Question

In: Chemistry

I have a mixture consisting of 0.180 M nitrous acid, and 0.150 M sodium nitrite. NOTE:...

I have a mixture consisting of 0.180 M nitrous acid, and 0.150 M sodium nitrite. NOTE: pKa (nitrous acid) = 3.14. 7.

First, I add 2.00 mL of 0.500 M HCl to 20.00 mL of the original (sodium nitrite / nitrous acid) mixture. Assuming these volumes are additive, make an ICE table and:

a) Write the corresponding balanced reaction, specifying ALL of its relevant reactant and product components.

b) Calculate how many moles of each relevant reaction component are initially present.

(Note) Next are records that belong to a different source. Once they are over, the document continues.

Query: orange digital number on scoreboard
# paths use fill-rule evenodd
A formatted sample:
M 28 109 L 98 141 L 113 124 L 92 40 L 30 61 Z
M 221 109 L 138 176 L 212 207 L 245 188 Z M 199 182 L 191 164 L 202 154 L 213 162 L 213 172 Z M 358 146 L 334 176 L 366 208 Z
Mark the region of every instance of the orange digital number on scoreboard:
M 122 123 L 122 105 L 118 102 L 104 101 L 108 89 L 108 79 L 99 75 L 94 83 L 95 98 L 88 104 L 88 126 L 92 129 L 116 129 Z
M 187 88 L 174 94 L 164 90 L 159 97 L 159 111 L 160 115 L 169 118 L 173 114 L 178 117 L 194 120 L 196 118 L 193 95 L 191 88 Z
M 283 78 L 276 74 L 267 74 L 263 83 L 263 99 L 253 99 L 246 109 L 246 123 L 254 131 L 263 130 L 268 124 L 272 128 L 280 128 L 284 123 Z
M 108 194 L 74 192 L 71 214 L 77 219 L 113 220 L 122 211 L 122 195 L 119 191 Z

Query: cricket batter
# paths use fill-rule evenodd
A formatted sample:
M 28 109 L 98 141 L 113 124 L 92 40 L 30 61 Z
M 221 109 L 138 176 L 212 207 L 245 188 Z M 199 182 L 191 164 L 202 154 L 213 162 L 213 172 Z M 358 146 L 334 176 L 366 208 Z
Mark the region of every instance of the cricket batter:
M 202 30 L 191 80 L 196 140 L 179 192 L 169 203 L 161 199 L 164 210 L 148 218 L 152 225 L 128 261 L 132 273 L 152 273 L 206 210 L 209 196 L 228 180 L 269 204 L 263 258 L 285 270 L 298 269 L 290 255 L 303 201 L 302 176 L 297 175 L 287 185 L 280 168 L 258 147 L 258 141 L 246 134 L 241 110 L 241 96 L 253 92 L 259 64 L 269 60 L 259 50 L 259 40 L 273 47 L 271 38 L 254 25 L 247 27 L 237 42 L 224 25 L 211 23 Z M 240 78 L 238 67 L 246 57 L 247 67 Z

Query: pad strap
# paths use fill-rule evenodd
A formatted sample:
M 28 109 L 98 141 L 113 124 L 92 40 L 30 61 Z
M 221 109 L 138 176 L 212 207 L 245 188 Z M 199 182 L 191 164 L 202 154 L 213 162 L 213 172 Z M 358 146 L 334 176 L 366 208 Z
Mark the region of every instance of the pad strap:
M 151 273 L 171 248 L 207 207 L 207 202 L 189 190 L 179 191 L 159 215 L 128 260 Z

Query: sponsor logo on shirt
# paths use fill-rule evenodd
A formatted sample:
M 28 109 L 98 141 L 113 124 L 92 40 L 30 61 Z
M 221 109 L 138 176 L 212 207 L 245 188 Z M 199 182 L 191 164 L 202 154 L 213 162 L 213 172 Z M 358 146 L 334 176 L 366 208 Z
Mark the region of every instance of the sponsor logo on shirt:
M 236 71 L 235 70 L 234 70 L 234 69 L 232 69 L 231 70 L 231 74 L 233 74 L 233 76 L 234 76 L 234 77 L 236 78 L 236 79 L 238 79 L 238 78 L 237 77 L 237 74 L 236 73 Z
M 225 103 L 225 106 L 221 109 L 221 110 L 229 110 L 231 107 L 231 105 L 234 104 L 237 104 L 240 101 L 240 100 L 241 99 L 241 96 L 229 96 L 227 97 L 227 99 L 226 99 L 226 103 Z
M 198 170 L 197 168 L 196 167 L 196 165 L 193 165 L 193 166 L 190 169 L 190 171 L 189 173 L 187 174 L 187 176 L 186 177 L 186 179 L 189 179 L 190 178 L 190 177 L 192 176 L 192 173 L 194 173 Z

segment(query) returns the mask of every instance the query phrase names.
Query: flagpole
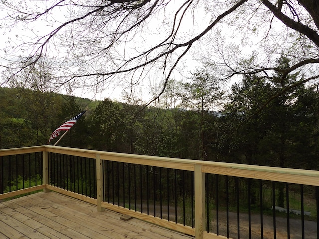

c) Calculate the change in the moles of each relevant reaction component.

d) Calculate the moles of each relevant reaction component at equilibrium.

e) Calculate the new molar concentration of nitrite anions.

f) Calculate the new molar concentration of nitrous acid.

g) Calculate the new pH of the resulting mixture.

Solutions

Expert Solution

(a): HCl reacts with sodium nitrite to form nitrous acid and aq.NaCl. The balanced reaction is

NaNO2(aq) + HCl(aq) ------- > HNO2(aq) + NaCl(aq)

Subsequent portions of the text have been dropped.